“I told him that,” she said vehemently before adding, “and she was a frightful liar as well!”
“Really?” I looked from one to the other. “She told lies did she? That may prove to be useful in my investigation.”
“How?” Helena asked.
“The establishment of motive.” I informed her.
“She was robbed of her savings,” Richard Brooks-Nunn said sharply. “Surely that is enough motive.”
“But was it?” I asked softly, rising slowly from the Sherlock chair. “I’m sorry if I have caused you distress but these situations are always unpleasant.”
“Faith Roberts’s death was extremely upsetting,” Richard Brooks-Nunn said quickly. “Helena just didn’t like being reminded about it that was all. I’m sorry we haven’t been much help.”
“But you have.”
“How?”
“Faith Roberts told lies,” I said. “You said so yourself. But what lies did she tell?”
I waited politely for Helena Brooks-Nunn to speak.
“It was nothing in particular,” she said at last.
“Anything might help,” I pressed.
“It was gossip that was all.”
“What sort of gossip?”
“Just rubbish. I never paid it any attention.”
“Thank you,” I said, making a gesture of farewell.
Richard Brooks-Nunn accompanied me out into the hall and made sure in a polite and discreet way that I left.
Outside the gate, I looked back at the house and wondered.
12
Detective Inspector Paul Silver sat opposite me and sighed.
“I’m not saying you haven’t got anything, John,” he said slowly. “Personally, I think you have. But it’s not much. Not much at all.”
“By itself it is not much,” I agreed. “There must be more.”

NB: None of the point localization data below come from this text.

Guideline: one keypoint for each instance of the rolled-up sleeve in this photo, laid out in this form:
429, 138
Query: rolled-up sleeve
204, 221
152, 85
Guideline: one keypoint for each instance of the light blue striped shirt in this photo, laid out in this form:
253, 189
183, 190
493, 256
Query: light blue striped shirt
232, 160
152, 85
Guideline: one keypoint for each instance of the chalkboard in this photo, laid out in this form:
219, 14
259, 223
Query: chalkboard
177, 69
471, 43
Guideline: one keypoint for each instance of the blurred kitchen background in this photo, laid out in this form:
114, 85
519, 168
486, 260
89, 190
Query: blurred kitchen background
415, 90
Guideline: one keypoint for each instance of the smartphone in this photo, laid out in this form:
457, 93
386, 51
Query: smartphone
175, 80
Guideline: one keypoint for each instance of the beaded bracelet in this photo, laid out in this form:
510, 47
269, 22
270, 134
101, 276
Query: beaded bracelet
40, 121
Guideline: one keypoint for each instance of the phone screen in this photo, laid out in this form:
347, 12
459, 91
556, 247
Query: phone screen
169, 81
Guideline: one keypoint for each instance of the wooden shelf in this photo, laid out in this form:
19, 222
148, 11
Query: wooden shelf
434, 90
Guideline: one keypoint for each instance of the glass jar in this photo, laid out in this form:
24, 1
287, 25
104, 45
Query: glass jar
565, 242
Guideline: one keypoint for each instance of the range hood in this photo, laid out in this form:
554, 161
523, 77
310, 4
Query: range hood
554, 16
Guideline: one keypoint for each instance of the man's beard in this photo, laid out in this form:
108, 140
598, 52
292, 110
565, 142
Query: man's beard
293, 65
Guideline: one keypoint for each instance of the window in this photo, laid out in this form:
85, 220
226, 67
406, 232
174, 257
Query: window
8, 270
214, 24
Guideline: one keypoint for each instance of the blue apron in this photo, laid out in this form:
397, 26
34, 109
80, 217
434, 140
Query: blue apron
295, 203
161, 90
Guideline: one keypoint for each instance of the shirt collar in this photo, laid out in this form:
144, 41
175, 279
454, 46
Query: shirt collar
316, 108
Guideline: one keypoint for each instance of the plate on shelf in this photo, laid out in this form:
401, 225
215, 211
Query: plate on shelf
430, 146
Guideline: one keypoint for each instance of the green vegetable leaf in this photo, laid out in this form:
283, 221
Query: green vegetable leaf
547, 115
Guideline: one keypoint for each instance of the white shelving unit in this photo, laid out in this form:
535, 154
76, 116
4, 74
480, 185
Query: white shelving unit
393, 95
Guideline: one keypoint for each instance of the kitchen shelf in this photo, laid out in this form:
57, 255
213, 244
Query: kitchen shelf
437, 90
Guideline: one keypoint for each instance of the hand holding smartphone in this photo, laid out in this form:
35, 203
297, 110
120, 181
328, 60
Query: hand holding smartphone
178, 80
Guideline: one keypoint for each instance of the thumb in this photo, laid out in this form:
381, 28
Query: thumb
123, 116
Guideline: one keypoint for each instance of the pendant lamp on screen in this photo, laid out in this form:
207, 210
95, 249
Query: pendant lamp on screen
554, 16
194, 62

“Sergeant Higgins and I ought to have spotted that newspaper.”
“It’s not your fault. The crime was so obvious. Robbery with violence. The room all pulled about, the money missing. Why should there any significance to you in a torn newspaper amongst all the other confusion.”
“I should have got that.” DI Silver repeated obstinately. “And that bloody printer cartridge.”
“I heard about that purely by accident. It was a lucky break that was all.”
“Yet it meant something to you. Why?”
“Only because of that comment about her hardly ever using her computer. You and I, use a computer as a matter of course. Faith Roberts didn’t.”
DI Silver sighed heavily. Then he laid out on the table four photographs.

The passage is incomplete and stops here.